- Born: 1985 or 1986 (age 40–41)
- Disappeared: 26 January 2025
- Status: Missing for 1 year, 5 months and 29 days

= Orden David =

Antiguan human rights activist (born 1985)

Orden Passo David (born ) is an Antiguan human rights activist. A long-time member of the Ministry of Health, Wellness, Environment and Civil Service Affairs' AIDS Secretariat, in 2022 he became known as one of the claimants of a case that led to discrimination against LGBTQ people becoming illegal in Antigua and Barbuda. David disappeared in January 2025; his whereabouts remain unknown.

== Early life ==
David was born in in Bolans, a village in the Saint Mary parish on the island of Antigua. Raised Christian, he stated he first recognised himself as being gay at the age of nine. David later stopped attending church after parishioners urged him to undergo conversion therapy, though continued to identify as a Christian.

From a young age, David experienced significant bullying, including in person and on social media, which he attributed to his feminine presentation. He had been assaulted on at least two occasions, including while working at a hospital, during which he was beaten into unconsciousness. David criticised the Royal Police Force of Antigua and Barbuda's responses to crimes he reported, accusing officers of not taking the reports seriously, and focusing on his sexuality; for example, asking him "why are you gay?" while he attempted to report a robbery he had been subjected to.

== Activism ==

=== AIDS Secretariat and community activism ===
In 2014, David began working for the Ministry of Health's AIDS Secretariat as a counsellor and tester; in the role, he provided sexual health and therapeutic services to Antiguan citizens, including those living with HIV and AIDS. David also provided outreach work on a voluntary basis with sex workers operating in St. John's, the capital of Antigua and Barbuda, including providing advice and contraception.

David was the founder and president of Meeting Emotional and Social Needs Holistically, a non-governmental organisation providing practical and therapeutic support to Antigua and Barbuda's LGBTQ community.

=== Orden David et al v The Attorney General of Antigua and Barbuda ===
In 2022, David, alongside the Antigua and Barbuda-based human rights organisation Women Against Rape, and with the support of the regional Eastern Caribbean Alliance for Diversity and Equality, filed a case with the High Court of Antigua and Barbuda and the Eastern Caribbean Supreme Court. Their case argued that sections 12 and 15 of the Sexual Offences Act, 1995, which criminalised "buggery" and "serious indecency", made illegal consensual same-sex activity and contradicted LGBTQ people's rights to liberty, protection of the law, freedom of expression, protection of personal privacy, and protection from sex discrimination, as enshrined in the Constitution of Antigua and Barbuda.

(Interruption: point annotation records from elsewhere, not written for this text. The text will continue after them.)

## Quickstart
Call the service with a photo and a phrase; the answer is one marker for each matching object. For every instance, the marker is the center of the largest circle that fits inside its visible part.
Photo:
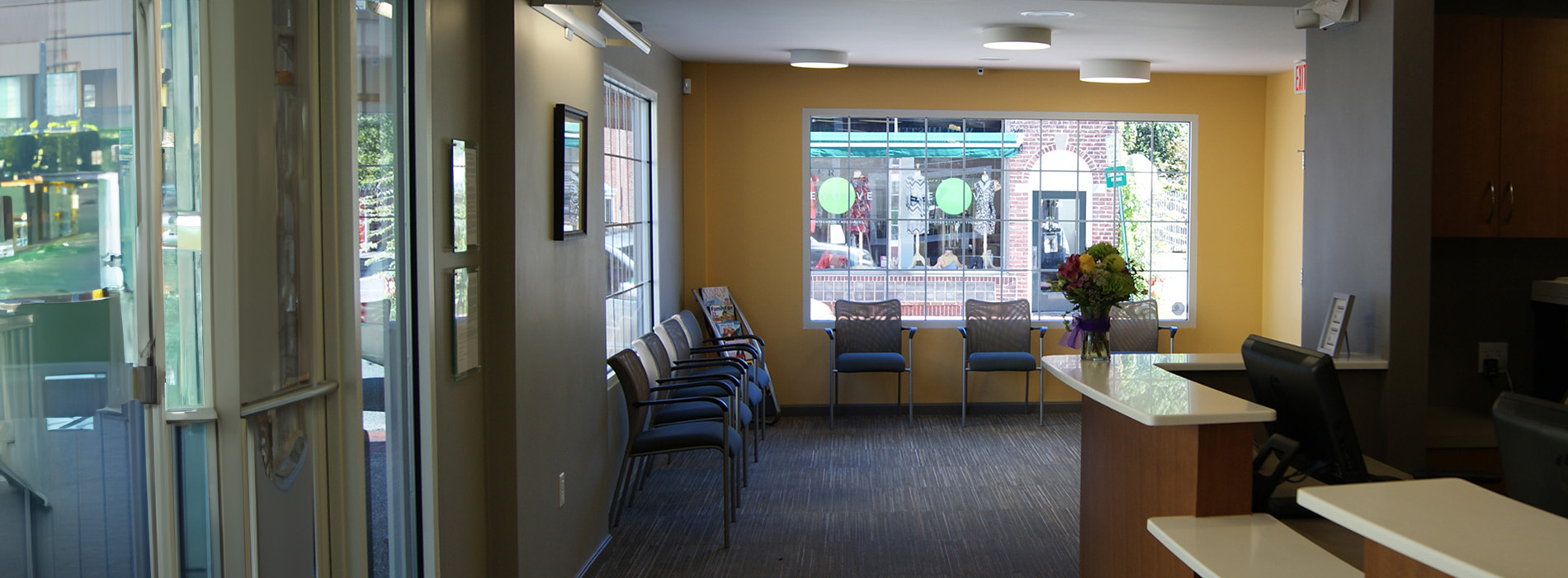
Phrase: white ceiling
(1238, 36)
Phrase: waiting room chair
(719, 384)
(684, 362)
(864, 338)
(1136, 327)
(1533, 440)
(651, 440)
(996, 338)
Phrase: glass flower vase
(1097, 334)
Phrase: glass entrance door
(73, 435)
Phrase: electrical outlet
(1493, 351)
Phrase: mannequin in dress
(985, 212)
(919, 205)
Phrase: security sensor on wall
(1329, 15)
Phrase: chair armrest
(717, 401)
(747, 337)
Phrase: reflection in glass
(73, 500)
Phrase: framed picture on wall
(571, 159)
(1334, 324)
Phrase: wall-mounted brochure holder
(1334, 332)
(465, 320)
(465, 197)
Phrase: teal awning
(918, 144)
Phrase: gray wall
(1367, 200)
(546, 407)
(455, 80)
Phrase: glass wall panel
(73, 447)
(385, 289)
(627, 216)
(933, 211)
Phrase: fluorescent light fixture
(568, 17)
(609, 16)
(819, 59)
(1115, 71)
(579, 22)
(1017, 38)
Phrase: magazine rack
(726, 324)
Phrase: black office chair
(1533, 438)
(1311, 431)
(996, 338)
(864, 338)
(1136, 329)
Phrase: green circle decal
(833, 195)
(954, 197)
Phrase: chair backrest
(723, 315)
(1533, 440)
(996, 325)
(654, 355)
(692, 327)
(1136, 327)
(867, 327)
(632, 377)
(681, 346)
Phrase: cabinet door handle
(1509, 217)
(1491, 208)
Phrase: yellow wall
(744, 201)
(1285, 134)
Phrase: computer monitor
(1310, 407)
(1533, 440)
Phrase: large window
(938, 209)
(627, 216)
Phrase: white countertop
(1233, 362)
(1451, 525)
(1245, 546)
(1136, 386)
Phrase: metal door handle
(1491, 209)
(1509, 219)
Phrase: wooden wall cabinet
(1500, 126)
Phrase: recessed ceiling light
(819, 59)
(1017, 38)
(1115, 71)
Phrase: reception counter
(1153, 445)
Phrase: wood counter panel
(1134, 471)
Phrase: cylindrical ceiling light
(1115, 71)
(1017, 38)
(819, 59)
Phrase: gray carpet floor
(869, 498)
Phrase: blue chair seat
(853, 363)
(1003, 362)
(687, 435)
(695, 412)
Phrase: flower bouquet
(1095, 282)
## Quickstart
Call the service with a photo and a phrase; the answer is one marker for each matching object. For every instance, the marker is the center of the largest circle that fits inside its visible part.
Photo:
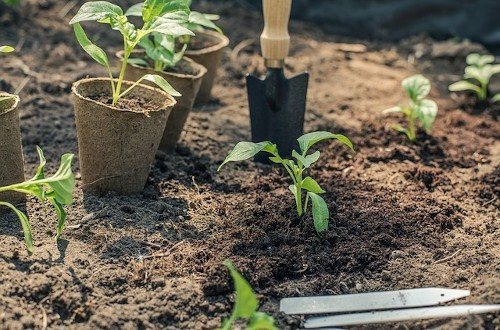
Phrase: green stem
(126, 55)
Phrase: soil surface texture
(402, 215)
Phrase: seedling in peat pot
(478, 73)
(159, 16)
(57, 190)
(161, 48)
(296, 168)
(246, 305)
(419, 108)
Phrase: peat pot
(11, 150)
(207, 48)
(117, 145)
(186, 79)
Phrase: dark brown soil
(127, 103)
(402, 215)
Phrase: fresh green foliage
(161, 48)
(246, 305)
(159, 16)
(419, 108)
(478, 73)
(57, 190)
(295, 168)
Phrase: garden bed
(403, 215)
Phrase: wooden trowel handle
(275, 40)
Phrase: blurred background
(391, 20)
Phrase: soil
(127, 103)
(402, 215)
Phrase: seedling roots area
(402, 214)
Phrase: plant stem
(126, 55)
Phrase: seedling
(419, 108)
(296, 168)
(159, 16)
(478, 73)
(57, 190)
(161, 48)
(6, 49)
(246, 305)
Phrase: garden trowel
(277, 104)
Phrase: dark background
(477, 20)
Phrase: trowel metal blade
(277, 107)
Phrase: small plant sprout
(246, 305)
(159, 16)
(419, 108)
(6, 49)
(295, 168)
(57, 190)
(477, 76)
(161, 48)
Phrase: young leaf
(246, 302)
(320, 212)
(96, 11)
(94, 51)
(246, 150)
(261, 321)
(426, 113)
(28, 236)
(306, 141)
(417, 87)
(310, 184)
(6, 49)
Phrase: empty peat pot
(186, 78)
(11, 149)
(117, 145)
(207, 48)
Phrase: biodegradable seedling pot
(11, 150)
(117, 145)
(186, 78)
(207, 48)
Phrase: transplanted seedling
(56, 189)
(159, 16)
(478, 73)
(246, 305)
(161, 48)
(419, 109)
(296, 168)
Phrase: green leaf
(6, 49)
(28, 236)
(479, 60)
(306, 141)
(95, 11)
(169, 27)
(426, 113)
(320, 212)
(261, 321)
(94, 51)
(417, 87)
(203, 20)
(311, 185)
(162, 83)
(246, 302)
(246, 150)
(135, 10)
(464, 85)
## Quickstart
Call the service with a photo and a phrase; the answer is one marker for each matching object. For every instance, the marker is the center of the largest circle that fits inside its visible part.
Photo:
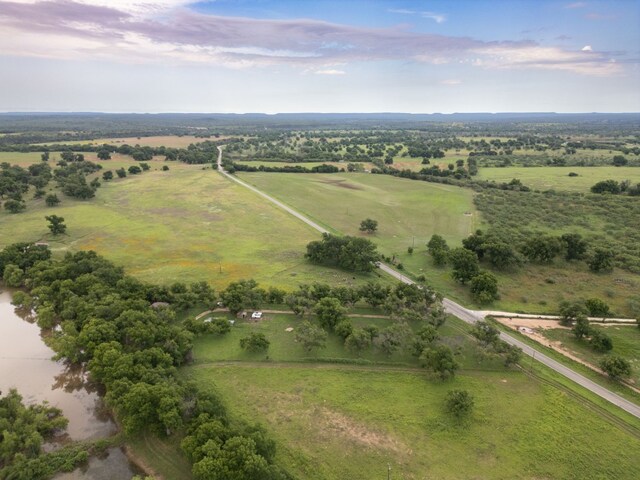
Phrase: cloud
(437, 17)
(164, 31)
(330, 72)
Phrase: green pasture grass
(186, 224)
(408, 212)
(284, 348)
(578, 367)
(557, 178)
(626, 343)
(337, 422)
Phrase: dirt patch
(341, 184)
(337, 424)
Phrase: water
(25, 364)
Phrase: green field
(335, 423)
(186, 224)
(408, 212)
(626, 343)
(557, 178)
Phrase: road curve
(469, 316)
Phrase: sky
(272, 56)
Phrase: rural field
(333, 422)
(557, 178)
(186, 224)
(409, 212)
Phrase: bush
(459, 403)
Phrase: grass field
(557, 178)
(626, 343)
(335, 423)
(408, 212)
(186, 224)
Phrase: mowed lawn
(186, 224)
(557, 178)
(337, 422)
(408, 212)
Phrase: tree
(368, 225)
(13, 275)
(575, 246)
(541, 248)
(310, 336)
(459, 403)
(14, 206)
(619, 161)
(439, 360)
(329, 311)
(358, 340)
(56, 224)
(51, 200)
(255, 342)
(484, 287)
(597, 307)
(616, 367)
(600, 341)
(465, 264)
(601, 260)
(570, 312)
(242, 294)
(438, 249)
(606, 186)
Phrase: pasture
(557, 178)
(336, 422)
(408, 212)
(626, 343)
(186, 224)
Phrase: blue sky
(319, 56)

On 5 July 2026, the Court struck down sections 12 and 15 of the Sexual Offences Act, finding that it "contradicted" articles 3, 12 and 14 of the Constitution, and "stigmatised" same-sex couples by criminalising them for something that was "part of their human experience". The government of Antigua and Barbuda confirmed it would not appeal the decision.

== Disappearance ==
At around 23:30 AST on 25 January 2025, David was seen leaving a casino on Market Street in St. John's, stopping by the Percival's petrol station on Fort Road; this was the last recorded sighting of him. The following day, he was reported missing by friends and family at Bolans Police Station after he failed to respond to attempts to contact him.

On 29 January, the Concerned Citizens Group began a search in northern and eastern Antigua, supported by the Antigua and Barbuda Defence Force, members of the AIDS Secretariat, and MP Kelvin Simon. They subsequently organised searches in the south of the island. In February 2025, the Royal Police Force of Antigua and Barbuda announced it was launching a wide-scale search for David following the discovery of his burned-out car hidden in bushes near a secondary school in Pares.

In July 2025, friends and family of David raised concerns about a lack of progress and information concerning the investigation into David's disappearance from Antiguan authorities. They queried whether a body found at that time was David, though a spokesperson from the police stated a DNA sample had been sent abroad for testing; it was not confirmed to be David.

David remains missing as of January 2026. To commemorate one year since his disappearance, the Eastern Caribbean Alliance for Diversity and Equality stated that the search for David remained active and called for people with any information to come forward.